Premier Brian Pallister said on Tuesday the budget represented a balanced approach and his government wasn't elected to make deep cuts. 

 "That wasn't the solution we chose and it wasn't the solution we ran on," he said. "What we did today was balance the importance of getting to balance with the need to protect the services Manitobans count on."

Moody's welcomes plan to chip away at deficit

Moody's, which slammed the Progressive Conservatives' maiden budget in 2016, has given its second try a partial thumbs up.

Moody's Investors Service applauded the government's plan to "chip away" at the deficit over the next three years. However, it cautioned that the province's debt accumulation continues to rise, pointing out that debt servicing costs will rise to nearly $1 billion in 2017-18, a figure which eats up six per cent of the government's revenue. 

"The 2017 Budget presents a multi-year forecast which is a welcome adjustment from last year's single year outlook, given the province's lengthy expectation of returning to balance over two government mandates," said Adam Hardi, Moody's assistant vice president in a release issued Wednesday.

"The incremental improvements year-over-year are modest and will require tight expenditure controls to contain the increase in debt. The prolonged deficits and the province's capital spending requirements will keep the debt burden elevated which will remain a source of credit pressure for Manitoba."

Tuesday's budget forecasts a $840 million summary deficit this fiscal year. The Tories plan to reduce that figure to $549 million by 2019-20.

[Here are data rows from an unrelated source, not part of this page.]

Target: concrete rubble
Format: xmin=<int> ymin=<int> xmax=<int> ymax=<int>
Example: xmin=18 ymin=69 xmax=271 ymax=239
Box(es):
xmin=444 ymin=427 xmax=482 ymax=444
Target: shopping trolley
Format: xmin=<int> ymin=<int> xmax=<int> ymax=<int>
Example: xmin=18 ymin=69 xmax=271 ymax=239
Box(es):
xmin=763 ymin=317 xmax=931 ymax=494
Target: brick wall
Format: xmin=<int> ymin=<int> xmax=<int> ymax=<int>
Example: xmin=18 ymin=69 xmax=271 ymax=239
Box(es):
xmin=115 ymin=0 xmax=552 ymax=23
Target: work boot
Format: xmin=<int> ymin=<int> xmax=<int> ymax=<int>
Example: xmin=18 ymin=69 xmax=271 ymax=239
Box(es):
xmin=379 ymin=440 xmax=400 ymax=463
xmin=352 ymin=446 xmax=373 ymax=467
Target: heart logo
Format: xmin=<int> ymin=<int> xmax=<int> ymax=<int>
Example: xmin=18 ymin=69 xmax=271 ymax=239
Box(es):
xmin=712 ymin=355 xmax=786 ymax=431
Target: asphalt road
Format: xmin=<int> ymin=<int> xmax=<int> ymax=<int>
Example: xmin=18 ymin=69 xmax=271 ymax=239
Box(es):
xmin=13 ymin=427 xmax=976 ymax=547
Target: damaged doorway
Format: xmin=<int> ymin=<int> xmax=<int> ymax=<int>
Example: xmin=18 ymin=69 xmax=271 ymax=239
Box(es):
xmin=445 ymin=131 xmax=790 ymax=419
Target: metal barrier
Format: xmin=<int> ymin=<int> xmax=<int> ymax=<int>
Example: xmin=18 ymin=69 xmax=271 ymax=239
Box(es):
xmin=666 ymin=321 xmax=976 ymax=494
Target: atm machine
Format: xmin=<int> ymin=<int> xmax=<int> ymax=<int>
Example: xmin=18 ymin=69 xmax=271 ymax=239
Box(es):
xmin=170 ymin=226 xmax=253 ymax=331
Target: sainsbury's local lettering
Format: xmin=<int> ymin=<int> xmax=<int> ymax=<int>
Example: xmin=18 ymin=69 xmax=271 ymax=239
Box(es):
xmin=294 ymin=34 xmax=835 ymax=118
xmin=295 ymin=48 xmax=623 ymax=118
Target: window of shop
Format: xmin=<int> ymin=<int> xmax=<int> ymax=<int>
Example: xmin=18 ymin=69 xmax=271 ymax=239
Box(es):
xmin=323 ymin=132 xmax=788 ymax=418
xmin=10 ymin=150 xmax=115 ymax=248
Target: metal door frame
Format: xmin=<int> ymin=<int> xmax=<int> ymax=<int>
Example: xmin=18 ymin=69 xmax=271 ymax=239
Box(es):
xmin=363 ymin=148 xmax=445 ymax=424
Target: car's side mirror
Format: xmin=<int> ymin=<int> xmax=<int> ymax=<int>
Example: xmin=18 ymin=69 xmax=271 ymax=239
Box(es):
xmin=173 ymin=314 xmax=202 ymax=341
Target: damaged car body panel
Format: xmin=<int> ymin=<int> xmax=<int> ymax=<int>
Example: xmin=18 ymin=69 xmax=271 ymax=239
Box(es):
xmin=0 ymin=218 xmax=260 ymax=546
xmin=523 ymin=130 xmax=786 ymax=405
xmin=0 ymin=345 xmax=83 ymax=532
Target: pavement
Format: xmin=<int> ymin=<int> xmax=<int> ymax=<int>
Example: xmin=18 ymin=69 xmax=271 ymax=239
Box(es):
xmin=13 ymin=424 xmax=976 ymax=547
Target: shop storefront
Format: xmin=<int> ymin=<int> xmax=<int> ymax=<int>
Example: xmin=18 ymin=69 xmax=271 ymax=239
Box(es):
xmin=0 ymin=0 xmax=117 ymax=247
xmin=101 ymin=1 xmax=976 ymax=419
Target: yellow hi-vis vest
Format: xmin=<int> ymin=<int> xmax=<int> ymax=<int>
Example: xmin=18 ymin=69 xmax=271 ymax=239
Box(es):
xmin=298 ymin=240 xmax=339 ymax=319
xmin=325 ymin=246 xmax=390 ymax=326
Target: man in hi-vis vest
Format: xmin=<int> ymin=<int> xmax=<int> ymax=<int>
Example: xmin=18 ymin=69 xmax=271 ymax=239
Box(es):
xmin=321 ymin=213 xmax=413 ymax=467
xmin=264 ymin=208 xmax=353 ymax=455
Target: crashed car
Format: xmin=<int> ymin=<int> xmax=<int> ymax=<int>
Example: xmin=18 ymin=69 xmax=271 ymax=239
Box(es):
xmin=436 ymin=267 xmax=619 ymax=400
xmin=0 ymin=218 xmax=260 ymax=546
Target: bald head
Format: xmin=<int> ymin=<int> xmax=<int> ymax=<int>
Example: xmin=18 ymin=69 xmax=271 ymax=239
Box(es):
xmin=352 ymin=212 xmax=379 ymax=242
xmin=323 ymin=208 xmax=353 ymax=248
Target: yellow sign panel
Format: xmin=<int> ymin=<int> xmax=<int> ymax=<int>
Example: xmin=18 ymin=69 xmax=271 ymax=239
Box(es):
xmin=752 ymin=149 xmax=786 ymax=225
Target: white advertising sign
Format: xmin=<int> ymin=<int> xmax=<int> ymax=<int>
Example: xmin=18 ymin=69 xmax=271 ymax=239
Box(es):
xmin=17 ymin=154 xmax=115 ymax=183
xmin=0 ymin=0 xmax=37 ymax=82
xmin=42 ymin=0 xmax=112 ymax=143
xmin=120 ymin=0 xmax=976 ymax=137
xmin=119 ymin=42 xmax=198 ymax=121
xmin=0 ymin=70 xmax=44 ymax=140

Moody's release on Wednesday presents a far more optimistic tone from the credit rating agency than seen in previous years. When the Tories released their first budget just over a month after being elected, Moody's slammed the new government for its eight-year plan to return to balance and deficit forecast of $1 billion.

Its headline in 2016 was, "Manitoba's 2016/17 Budget Offers Weak Fiscal Outlook."

In contrast, Wednesday's release was titled, "Manitoba's 2017 Budget Presents Cautious Recovery Plan."

The former NDP government's last budget, released in 2015, was panned by the agency, saying, "Manitoba's budget shows reduced willingness to return to balance."

A month later, Moody's downgraded Manitoba's credit rating to Aa2 from Aa1. DBRS has not downgraded the province's credit rating.

Moody's noted in Wednesday's release that Manitoba continues to show strong signs of growth in GDP, bolstered by low unemployment rates.

"The budget forecasts real GDP growth rates of 2 per cent in both 2017 and 2018, fuelled by manufacturing and retail sales growth, steady U.S. demand and continued weakness in the Canadian dollar which favourably impacts exports. Manitoba's unemployment rate, forecasted to average 6 per cent over the next two years, will remain one of the lowest among provincial peers," read the conclusion of the release.